4

I'm trying run this a query, with a JOIN without ON property.

I'm running the query like:

hive -v -f  my_file.hql

I got this message:

In strict mode, cartesian product is not allowed. If you really want to perform the operation, set hive.mapred.mode=nonstrict

I update the hql file with:
set hive.mapred.mode=nonstrict on top of it.

But then I got this message:

SET hive.mapred.mode=nonstrict Query returned non-zero code: 1, cause: Cannot modify hive.mapred.mode at runtime. It is in the listof parameters that can't be modified at runtime

How I can solve this issue?

ps: I want to make this cartesian product.

How I make it happen? Where I can set this variable hive.mapred.mode works ?

David דודו Markovitz
  • 42,900
  • 6
  • 64
  • 88
Alvaro Silvino
  • 9,441
  • 12
  • 52
  • 80
  • have you tried setting it in hive-site.xml? – spijs Feb 16 '17 at 09:10
  • I don't have access to the hive-site.xml (using a shared cluster) @spijs – Alvaro Silvino Feb 16 '17 at 09:17
  • Do you have a good reason why you don't want to use `ON`? Apparently Hive cannot optimize converting a where clause to a `ON`. – spijs Feb 16 '17 at 09:25
  • I'm just using another table that does not necessary match perfectly with each other that's why does not make sense for me in this case use the ON on it. @spijs – Alvaro Silvino Feb 16 '17 at 09:28
  • Have you tried to set it in Hive interactive shell?

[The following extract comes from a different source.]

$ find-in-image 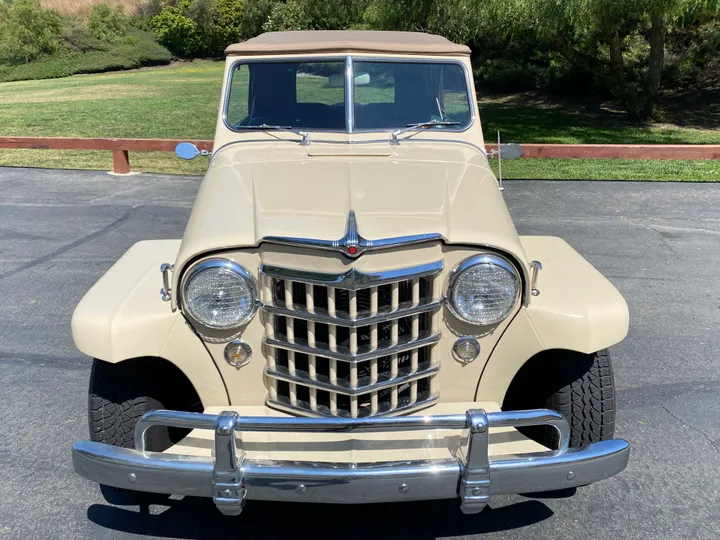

If that also is not possible, it probably means that this has to be set before turning on hive-server meaning you probably can't figure this out without contacting your cluster admin. – spijs Feb 16 '17 at 10:12
  • What you could try though is to add a column to both tables which always has for example the value 1. If you then do a join on these values you would get the cartesian product if I'm not mistaken. – spijs Feb 16 '17 at 10:22

1 Answers1

13

As you already know a cartesian product is not allowed in strict mode (and for good reasons). In your use case it seems like you don't have permissions to make changes to these type of hive settings.

To hack around this problem what you could do is the following. First create two new tables

create table new_1 as SELECT *,1 as join_key from table1;
create table new_2 as SELECT *,1 as join_key2 from table2;

Then join these tables on this join_key. The result will be the cartesian product since it will match each row of table1 with each row of table2.

select * from new_1 join new_2 on join_key=join_key2

Just found out that using --hiveconf solves the problem:

hive -v -f  my_file.hql --hiveconf hive.mapred.mode=nonstrict

will allow the nonstrict mode specifically for this query.

Alvaro Silvino
  • 9,441
  • 12
  • 52
  • 80
spijs
  • 1,489
  • 18
  • 36